Two documents are considered near-duplicates if their Hamming distance (number of differing bits) is at most k. The fingerprint is then processed through bit permutations to enable efficient bucketing for candidate detection.
Usage
Use this principle when near-duplicate detection requires binary fingerprints and Hamming distance comparison.
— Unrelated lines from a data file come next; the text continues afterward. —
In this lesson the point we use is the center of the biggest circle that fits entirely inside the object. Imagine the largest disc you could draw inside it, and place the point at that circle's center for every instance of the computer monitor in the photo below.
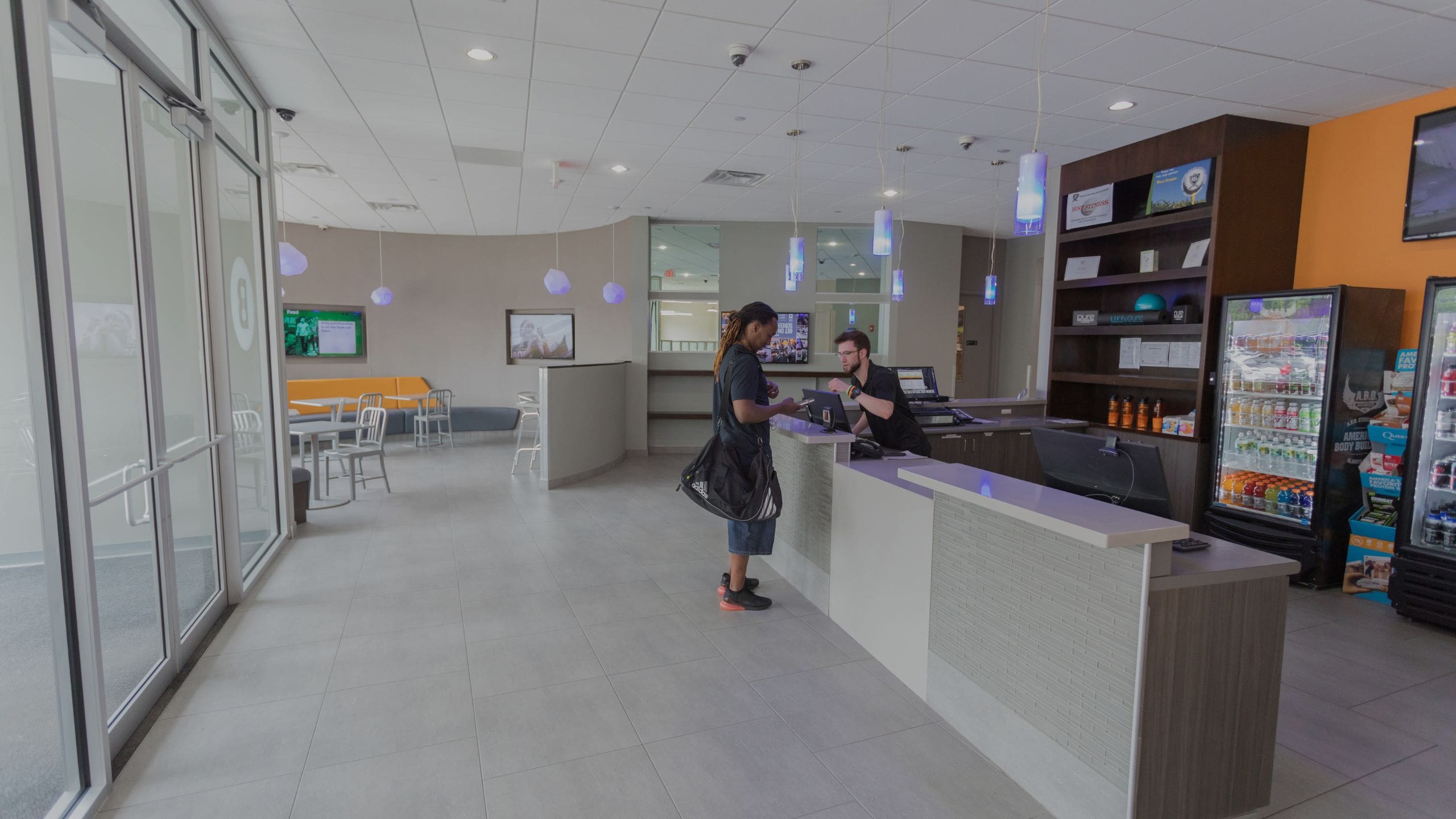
(918, 382)
(1104, 468)
(828, 408)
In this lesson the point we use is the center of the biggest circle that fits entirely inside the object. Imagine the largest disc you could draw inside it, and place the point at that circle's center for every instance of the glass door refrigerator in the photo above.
(1299, 378)
(1423, 577)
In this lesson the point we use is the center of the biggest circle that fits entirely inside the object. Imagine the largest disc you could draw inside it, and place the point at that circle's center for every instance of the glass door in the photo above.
(1272, 404)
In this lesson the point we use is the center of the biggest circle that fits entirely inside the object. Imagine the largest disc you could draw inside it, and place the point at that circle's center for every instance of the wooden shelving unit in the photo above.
(1252, 225)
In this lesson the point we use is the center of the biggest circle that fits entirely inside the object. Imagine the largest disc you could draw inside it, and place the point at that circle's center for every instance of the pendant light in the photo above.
(382, 295)
(612, 292)
(1031, 180)
(290, 260)
(884, 221)
(897, 278)
(557, 282)
(797, 241)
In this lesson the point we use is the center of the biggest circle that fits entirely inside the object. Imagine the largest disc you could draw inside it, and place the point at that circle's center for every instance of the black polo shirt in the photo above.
(900, 431)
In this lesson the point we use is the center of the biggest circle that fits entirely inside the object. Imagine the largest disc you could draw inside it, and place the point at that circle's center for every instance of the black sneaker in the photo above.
(743, 601)
(749, 585)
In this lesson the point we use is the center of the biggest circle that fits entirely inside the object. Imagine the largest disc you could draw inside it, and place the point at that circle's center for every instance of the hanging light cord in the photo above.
(1041, 48)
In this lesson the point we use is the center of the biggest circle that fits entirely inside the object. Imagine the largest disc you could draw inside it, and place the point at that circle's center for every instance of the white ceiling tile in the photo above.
(487, 138)
(752, 12)
(1388, 47)
(657, 110)
(573, 100)
(448, 50)
(1130, 56)
(357, 73)
(266, 22)
(471, 86)
(908, 69)
(1279, 84)
(677, 79)
(736, 118)
(640, 133)
(700, 42)
(363, 37)
(581, 66)
(970, 81)
(477, 115)
(1065, 42)
(396, 11)
(516, 18)
(1127, 14)
(957, 28)
(1221, 21)
(1324, 27)
(593, 24)
(1207, 71)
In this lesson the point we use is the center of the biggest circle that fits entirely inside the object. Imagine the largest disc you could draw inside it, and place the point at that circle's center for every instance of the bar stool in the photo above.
(531, 407)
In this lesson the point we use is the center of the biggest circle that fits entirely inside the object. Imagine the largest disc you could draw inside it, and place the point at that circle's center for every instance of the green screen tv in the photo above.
(322, 333)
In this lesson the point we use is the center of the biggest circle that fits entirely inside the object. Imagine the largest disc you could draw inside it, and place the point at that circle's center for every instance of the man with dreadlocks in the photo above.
(743, 432)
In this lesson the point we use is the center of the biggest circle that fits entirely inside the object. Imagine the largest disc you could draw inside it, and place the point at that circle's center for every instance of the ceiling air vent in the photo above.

SimHash is faster than MinHash for single-document fingerprinting but may have lower recall for documents with partial overlap.
Theoretical Basis
The SimHash computation for a document with n-gram set T:
# Abstract SimHash algorithm (NOT real implementation)
weights = [0] * f # f-bit fingerprint
for token in ngrams:
h = hash(token) # f-bit hash
for i in range(f):
if h[i] == 1:
weights[i] += 1
else:
weights[i] -= 1
fingerprint = [1 if w > 0 else 0 for w in weights]
Hamming distance property:
Two documents are candidates if d_H <= k (the bit_diff parameter).